Wie die meisten anderen Bundesländer es bereits tun, will auch Hamburg vom 1. Januar 2012 an getrennte Gebühren für die Schmutz- und Niederschlagswasserbeseitigung erheben. Bislang gibt es nur eine Gebühr von 2,67 Euro pro Kubikmeter, die nach dem Trinkwasserverbrauch bemessen wird. Diese heißt künftig Schmutzwassergebühr und sinkt auf 1,94 Euro. Dafür kommt eine neue Niederschlagswassergebühr von 67 Cent pro Quadratmeter versiegelter Fläche hinzu. Das betrifft etwa Dachflächen, Parkplätze, Auffahrten oder Terrassen. Die meisten privaten Grundeigentümer kommen unterm Strich besser weg. So sinken die Kosten für ein Einfamilienhaus um etwa zwölf Euro im Jahr, für ein Reihenhaus um 50 Euro und für ein Mehrfamilienhaus mit zehn Parteien gar um 600 Euro. Mehreinnahmen erwartet Hamburg Wasser durch die Maßnahme nicht.

Für die Neuregelung gibt es zwei Motive: Erstens erscheint es unlogisch und ungerecht, die Gebühr für die Einleitung von Regenwasser ins Sielnetz nach dem Trinkwasserverbrauch zu errechnen. Zweitens sollen Anreize geschaffen werden, Flächen zu renaturieren. Umwelt-Staatsrat Christan Maaß (GAL) zufolge wurden allein von 1999 bis 2006 in Hamburg 750 Hektar neu versiegelt. Das könne nach Starkregenfällen zu Überflutungen und einem Überlaufen der Kanalisation beitragen.

In der Handelskammer hält man die Neuregelung für "logisch und rechtlich geboten", so Ulrich Brehmer, Geschäftsführer Innovation und Umwelt. Es müssten aber "Abmilderungsmechanismen für Härtefälle" eingebaut werden. "Bislang sind nur Stundung und Ratenzahlung geplant, das ist uns zu wenig", sagte Brehmer. Denkbar sei, für Betriebe, die ihre Flächen gar nicht entsiegeln dürfen, weil sie mit Gefahrstoffen arbeiten, eine Gebührenobergrenze festzulegen. Außerdem müsse eine Frist eingeräumt werden, auf die Neuregelung zu reagieren - zum Beispiel durch das Verlegen von Rasengittersteinen.

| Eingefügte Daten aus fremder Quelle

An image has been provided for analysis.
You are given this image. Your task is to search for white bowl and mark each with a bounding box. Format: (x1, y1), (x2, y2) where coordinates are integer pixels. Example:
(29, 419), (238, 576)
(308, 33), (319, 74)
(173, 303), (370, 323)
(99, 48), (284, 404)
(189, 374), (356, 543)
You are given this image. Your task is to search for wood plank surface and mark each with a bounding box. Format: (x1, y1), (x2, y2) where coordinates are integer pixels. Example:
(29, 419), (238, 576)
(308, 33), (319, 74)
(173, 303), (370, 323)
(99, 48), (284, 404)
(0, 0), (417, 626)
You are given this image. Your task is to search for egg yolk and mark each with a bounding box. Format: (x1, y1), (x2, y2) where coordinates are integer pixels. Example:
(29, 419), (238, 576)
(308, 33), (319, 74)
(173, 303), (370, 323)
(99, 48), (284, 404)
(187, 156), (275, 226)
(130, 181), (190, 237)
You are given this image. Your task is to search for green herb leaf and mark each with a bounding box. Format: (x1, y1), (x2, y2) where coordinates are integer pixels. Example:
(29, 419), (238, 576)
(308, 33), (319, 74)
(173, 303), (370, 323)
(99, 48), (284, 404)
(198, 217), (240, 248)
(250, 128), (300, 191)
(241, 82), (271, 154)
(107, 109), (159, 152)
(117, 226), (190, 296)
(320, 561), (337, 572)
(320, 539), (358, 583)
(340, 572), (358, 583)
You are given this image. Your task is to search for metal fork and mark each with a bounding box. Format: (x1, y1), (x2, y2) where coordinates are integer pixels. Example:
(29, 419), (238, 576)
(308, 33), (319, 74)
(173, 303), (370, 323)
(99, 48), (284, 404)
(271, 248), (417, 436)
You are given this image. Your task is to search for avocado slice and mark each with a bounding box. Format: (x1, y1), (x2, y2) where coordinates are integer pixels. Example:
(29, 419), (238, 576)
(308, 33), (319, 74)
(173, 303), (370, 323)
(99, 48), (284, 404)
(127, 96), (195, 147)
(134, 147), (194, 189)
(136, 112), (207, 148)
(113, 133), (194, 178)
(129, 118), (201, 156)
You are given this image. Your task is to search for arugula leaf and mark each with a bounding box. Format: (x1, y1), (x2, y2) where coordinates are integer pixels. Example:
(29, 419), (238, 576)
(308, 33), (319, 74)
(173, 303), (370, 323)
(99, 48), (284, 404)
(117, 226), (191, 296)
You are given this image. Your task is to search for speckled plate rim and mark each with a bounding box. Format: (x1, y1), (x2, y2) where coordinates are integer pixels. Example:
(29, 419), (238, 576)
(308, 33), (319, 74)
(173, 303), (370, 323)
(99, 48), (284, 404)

"Wir wollen mit der Abwasserregelung keine Unternehmen in den Ruin treiben", sagte Hamburg-Wasser-Chef Wolfgang Werner. So sei es Hafenbetrieben gestattet, ihr Regenwasser, sofern es nicht verunreinigt ist, direkt in die Elbe zu leiten. Zu den Industriebetrieben, die schon lange reagiert haben und von der Neuregelung daher weitgehend verschont bleiben dürfen, gehört Aurubis: Europas größter Kupferproduzent sammelt Regenwasser, bereitet es auf und nutzt es als Kühlwasser. "Das nochmals gereinigte Kühlwasser darf in die Elbe eingeleitet werden", sagte Sprecherin Michaela Hessling. Außerdem bereitet die Firma Elbwasser auf und nutzt es für die Schwefelsäureherstellung - das spart Trinkwasser. Die versiegelte Fläche wird von Januar an anhand von Luftbildern ermittelt. Daraufhin werden alle Grundbesitzer angeschrieben und können die Berechnung gegebenenfalls beanstanden.